In China, the Shanghai Composite rose for a fifth straight day, ending at 2,881 -- a gain of 0.7 percent, although it had been up as much as 2 percent in earlier trading. A major Chinese order of 7.3 million doses of swine flu vaccine sent shares of vaccine makers soaring. Hualan Biological Engineering Inc., which will provide 4 million of the doses to China's Ministry of Industry and Information Technology, hit its 10 percent daily limit to end at 45.03 yuan. Hualan is the first Asian company to gain approval to begin marketing and distributing swine flu vaccines. Experts are warning the disease is likely to spread widely during this winter's flu season, causing regulators to speed the usually lengthy approval process for new vaccines. The other 3.3 million doses will come from U.S.-traded Sinovac Biotech (SVA.A), which gained approval to mass-produce its vaccine last Thursday.
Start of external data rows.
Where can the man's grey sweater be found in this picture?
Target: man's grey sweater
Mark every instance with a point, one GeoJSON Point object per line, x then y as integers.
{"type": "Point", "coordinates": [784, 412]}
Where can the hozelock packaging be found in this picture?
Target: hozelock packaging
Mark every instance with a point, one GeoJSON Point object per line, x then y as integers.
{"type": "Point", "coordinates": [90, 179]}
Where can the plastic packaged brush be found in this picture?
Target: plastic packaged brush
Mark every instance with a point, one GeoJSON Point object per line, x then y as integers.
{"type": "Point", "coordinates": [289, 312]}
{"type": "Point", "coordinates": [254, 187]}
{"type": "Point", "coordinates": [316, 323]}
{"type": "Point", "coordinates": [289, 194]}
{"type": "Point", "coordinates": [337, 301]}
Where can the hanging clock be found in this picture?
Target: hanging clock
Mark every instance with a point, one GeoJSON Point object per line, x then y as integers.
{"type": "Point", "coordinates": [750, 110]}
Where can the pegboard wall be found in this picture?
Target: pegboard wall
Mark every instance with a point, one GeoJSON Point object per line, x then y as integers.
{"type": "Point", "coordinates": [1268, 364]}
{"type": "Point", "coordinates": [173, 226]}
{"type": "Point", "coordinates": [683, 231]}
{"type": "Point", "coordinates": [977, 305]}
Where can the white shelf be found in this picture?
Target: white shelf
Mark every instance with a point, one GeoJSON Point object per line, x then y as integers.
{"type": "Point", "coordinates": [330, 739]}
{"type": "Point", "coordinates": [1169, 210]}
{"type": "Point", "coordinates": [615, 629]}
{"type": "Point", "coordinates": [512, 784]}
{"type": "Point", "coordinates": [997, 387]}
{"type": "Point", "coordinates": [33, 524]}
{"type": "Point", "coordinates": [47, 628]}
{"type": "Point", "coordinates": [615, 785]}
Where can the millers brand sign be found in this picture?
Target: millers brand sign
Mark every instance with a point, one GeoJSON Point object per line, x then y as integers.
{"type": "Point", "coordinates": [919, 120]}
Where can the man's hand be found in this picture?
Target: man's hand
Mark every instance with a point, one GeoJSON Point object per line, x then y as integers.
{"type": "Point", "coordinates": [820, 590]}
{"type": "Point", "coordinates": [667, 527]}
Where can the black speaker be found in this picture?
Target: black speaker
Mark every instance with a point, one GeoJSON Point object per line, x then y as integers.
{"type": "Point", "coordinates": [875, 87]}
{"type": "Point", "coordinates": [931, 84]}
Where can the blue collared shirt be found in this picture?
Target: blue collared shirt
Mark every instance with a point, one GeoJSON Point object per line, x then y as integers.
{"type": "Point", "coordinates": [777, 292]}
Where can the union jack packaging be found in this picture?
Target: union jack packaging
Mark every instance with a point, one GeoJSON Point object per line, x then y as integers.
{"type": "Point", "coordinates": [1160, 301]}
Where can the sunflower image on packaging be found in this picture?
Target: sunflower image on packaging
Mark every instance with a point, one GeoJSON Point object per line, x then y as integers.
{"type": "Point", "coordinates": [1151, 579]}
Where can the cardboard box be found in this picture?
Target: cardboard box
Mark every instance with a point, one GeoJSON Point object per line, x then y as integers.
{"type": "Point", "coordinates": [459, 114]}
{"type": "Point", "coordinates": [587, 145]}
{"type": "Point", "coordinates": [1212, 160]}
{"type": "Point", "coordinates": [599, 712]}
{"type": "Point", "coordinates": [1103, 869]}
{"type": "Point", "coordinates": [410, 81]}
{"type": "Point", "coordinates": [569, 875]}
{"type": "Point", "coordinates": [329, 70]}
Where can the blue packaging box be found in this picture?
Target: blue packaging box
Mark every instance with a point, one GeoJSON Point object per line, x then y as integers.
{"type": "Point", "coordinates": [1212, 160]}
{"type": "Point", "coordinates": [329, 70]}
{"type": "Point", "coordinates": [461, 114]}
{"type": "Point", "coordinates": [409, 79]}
In Japan, the Nikkei recovered slightly from its four-day losing streak, ending the day up 133 points to close at 10,320. Japanese real estate stocks mirrored the action in Hong Kong, with NTT Urban Development Corp. climbing 7.1 percent and Mitsubishi Estate Co Ltd. gaining 5.3 percent. Japan Steel Works, which supplies nuclear reactor parts soared 8.2 percent after forecasting a boom in nuclear plant construction in China, which may be planning to build as many as 22 reactors by 2010.
While the global economy remains fragile, Asia's markets today offered continuing evidence that stimulus measures are taking hold.